Changing Face of How We Work
Bill Gates published an interesting book call ‘Business at the Speed of Thought; Succeeding in the Digital Economy’, nearly 20 years ago. The booked written by one of the commercial pioneers of the digital revolution, was really a call to arms to businesses leaders, management and executives on how they could transform their businesses with technology. His statement at the time, at the turn of the millennium was most businesses were only realising 20% of the benefit technology could afford them. His focuses were on; customer/partner processes, employee management and processes.
Whether you have read the book or not, many of the suggestions and processes he outlined in practical terms have been adopted by many of the global corporations, governments and SME’s to evolve the way we work, compared to 20 years ago. No more faxes, files of paperwork, ‘agile’ and ‘the cloud’ are part of the way we work, and the movement and access to labour, resource, partners and customers being global are all benefits of our businesses and economies working at the Thought of Speed.
None more so in the way we practically work. Technology has enabled us to work remotely, more flexible hours releasing the mentality of being changed to the desk. The growth of coworking and community based hubs and clusters is systematic of our changing attitudes to how we work from both employers and the workforce.
Coworking has become the latest ‘hot topic’ in the business commercial premise world, and why has this way of working changed the market so significantly, (a recent JLL report cited traditional leased office market only growing 1% year on year until 2022, whilst coworking / flexible office market growing 30%)?
Freedom Works, a Sussex based co-working and flexible office brand have opened up 4 workspaces in little over a 24 month period, on what has been a phenomenal trajectory fuelled by demand. “People want to work locally and can”, explains Jon Trigg, Founder and MD of Freedom Works. “We’ve got nearly 1,000 businesses within the community and by the end of 2019 will have over 1,500”, goes on to explain Trigg.
Community is the key word. Technology has come full circle in being an enabler for freelancers, micro businesses and SME’s to work in shared environments - where the human nature of working amongst each other has provided wider benefits. “Collaboration is key to why people stay in our spaces”, states Trigg.
“The Coworking and Flexible office model is a market disrupter, as we do not tie people into leases or licences...it’s a truly agile way of having a place to work from. But, the key to it, is our members stay because it works for them”, he explains. “People collaborate with their neighbours. Co working and shared spaces not only offer a roof over your head but a place to do business”, further explains the Brighton based business man.
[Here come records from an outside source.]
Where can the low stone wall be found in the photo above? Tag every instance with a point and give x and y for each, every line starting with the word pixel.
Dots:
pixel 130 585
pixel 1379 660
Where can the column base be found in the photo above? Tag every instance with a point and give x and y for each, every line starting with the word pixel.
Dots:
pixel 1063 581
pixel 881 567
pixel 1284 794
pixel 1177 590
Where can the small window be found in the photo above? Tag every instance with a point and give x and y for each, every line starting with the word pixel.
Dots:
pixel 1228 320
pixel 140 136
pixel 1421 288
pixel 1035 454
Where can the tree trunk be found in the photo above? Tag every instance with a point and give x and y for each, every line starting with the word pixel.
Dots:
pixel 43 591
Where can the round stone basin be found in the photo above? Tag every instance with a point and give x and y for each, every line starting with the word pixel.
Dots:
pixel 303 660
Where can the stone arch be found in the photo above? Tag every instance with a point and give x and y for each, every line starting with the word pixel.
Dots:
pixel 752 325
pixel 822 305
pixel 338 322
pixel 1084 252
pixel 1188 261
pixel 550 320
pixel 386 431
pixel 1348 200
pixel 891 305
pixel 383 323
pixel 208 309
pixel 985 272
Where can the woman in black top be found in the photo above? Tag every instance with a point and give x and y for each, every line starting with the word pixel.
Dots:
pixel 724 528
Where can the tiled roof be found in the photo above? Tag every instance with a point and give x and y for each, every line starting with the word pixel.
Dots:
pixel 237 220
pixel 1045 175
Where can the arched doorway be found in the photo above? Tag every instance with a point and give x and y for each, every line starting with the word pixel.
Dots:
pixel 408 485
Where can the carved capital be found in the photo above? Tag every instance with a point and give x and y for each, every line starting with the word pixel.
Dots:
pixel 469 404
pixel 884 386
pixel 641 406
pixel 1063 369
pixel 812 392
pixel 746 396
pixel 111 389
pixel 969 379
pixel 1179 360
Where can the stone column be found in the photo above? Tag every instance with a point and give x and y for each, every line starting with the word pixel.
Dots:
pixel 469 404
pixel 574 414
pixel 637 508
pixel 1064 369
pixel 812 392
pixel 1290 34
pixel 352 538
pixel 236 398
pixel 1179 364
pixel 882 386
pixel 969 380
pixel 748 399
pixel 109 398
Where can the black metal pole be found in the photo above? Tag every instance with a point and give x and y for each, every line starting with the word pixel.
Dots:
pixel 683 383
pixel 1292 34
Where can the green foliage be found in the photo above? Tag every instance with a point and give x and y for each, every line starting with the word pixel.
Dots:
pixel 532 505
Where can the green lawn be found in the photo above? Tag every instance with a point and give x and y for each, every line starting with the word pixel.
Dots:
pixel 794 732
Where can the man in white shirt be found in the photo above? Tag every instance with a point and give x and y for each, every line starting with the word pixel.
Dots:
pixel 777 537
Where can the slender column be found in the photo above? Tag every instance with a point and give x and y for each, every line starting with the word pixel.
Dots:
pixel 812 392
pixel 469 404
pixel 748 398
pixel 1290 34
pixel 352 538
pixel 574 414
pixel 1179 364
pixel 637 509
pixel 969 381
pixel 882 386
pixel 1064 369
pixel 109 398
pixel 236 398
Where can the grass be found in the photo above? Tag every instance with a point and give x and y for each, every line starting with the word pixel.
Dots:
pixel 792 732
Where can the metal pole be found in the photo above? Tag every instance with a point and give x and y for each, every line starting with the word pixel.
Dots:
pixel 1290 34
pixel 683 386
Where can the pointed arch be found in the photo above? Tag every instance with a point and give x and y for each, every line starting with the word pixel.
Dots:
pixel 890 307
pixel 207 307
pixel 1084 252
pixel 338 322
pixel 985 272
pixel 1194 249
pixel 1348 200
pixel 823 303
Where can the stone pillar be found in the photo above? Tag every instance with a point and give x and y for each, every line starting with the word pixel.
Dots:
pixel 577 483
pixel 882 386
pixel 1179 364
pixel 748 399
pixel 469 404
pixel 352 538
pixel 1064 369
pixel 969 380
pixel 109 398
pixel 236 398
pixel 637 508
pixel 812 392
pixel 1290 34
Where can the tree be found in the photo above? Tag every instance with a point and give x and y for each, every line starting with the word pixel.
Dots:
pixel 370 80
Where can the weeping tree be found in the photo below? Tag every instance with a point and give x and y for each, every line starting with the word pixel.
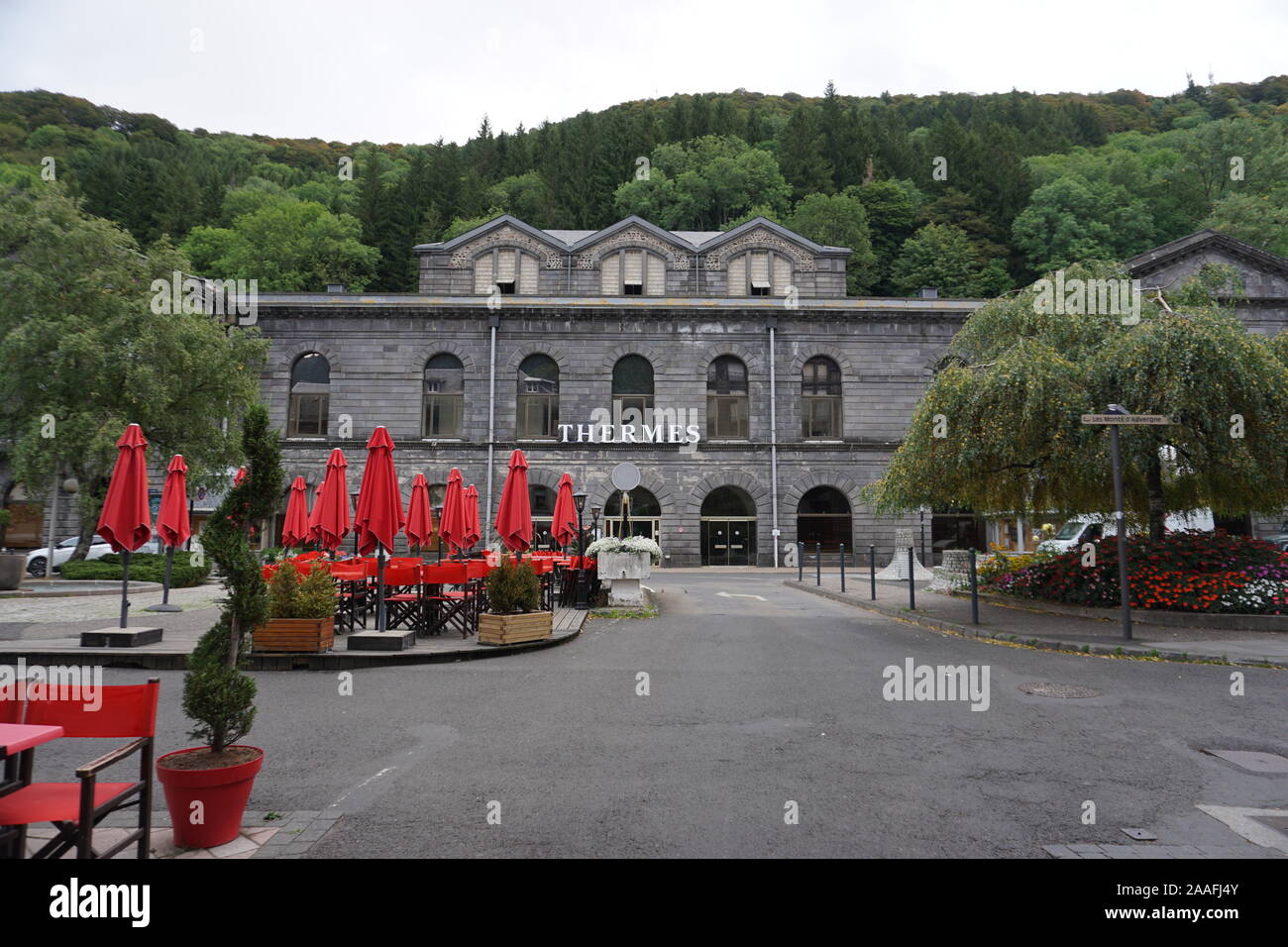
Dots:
pixel 1000 431
pixel 217 694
Freedom Works have 4 spaces across Sussex. Gatwick opened in April 2019 (with 200 desk capacity), Chichester in January 2019 (with 90 desks), Worthing and Hove (both with 200 desks) in 2018 and 2016 respectively. All filled or filling in the case of the recently opened spaces.
The changing way people are working is driving demand; Platform9 in Brighton and Hove have two vibrant work spaces near or at capacity, with other local providers like CoTribe in Horley and Redhill and CoHub in Eastbourne.
“Our view is that shared workspaces housing local business communities will become the norm in the next few years. The benefit is huge; collaboration, strain off our overloaded roads and rail network and importantly a better quality of life, allowing home grown talent to remain at home”, concludes the passionate MD of Freedom Works, Jon Trigg.
Technology is an enabler and is allowing Sussex to work smarter, maintain our talent and provide friendly and co-operative spaces for new business to come to the South East.
This fundamental change in the way we work has furthermore been a contributory factor into how towns in Sussex are changing. None more so than Crawley, in the heart of the Gatwick Diamond. In what was a new town back in the 1960’s with a core retail centre and very little town centre housing, the change to mixed development, driven by work where you live has allowed town centre planners to design a new format of town centres, which will provide a bustling centre to Gatwick’s nearest town.
Technology has changed the way we work for the good, in allowing us to work locally, in communities where we collaborate and by doing so we are bringing the heart back into the towns we spend our leisure time, in short improving our quality of lives.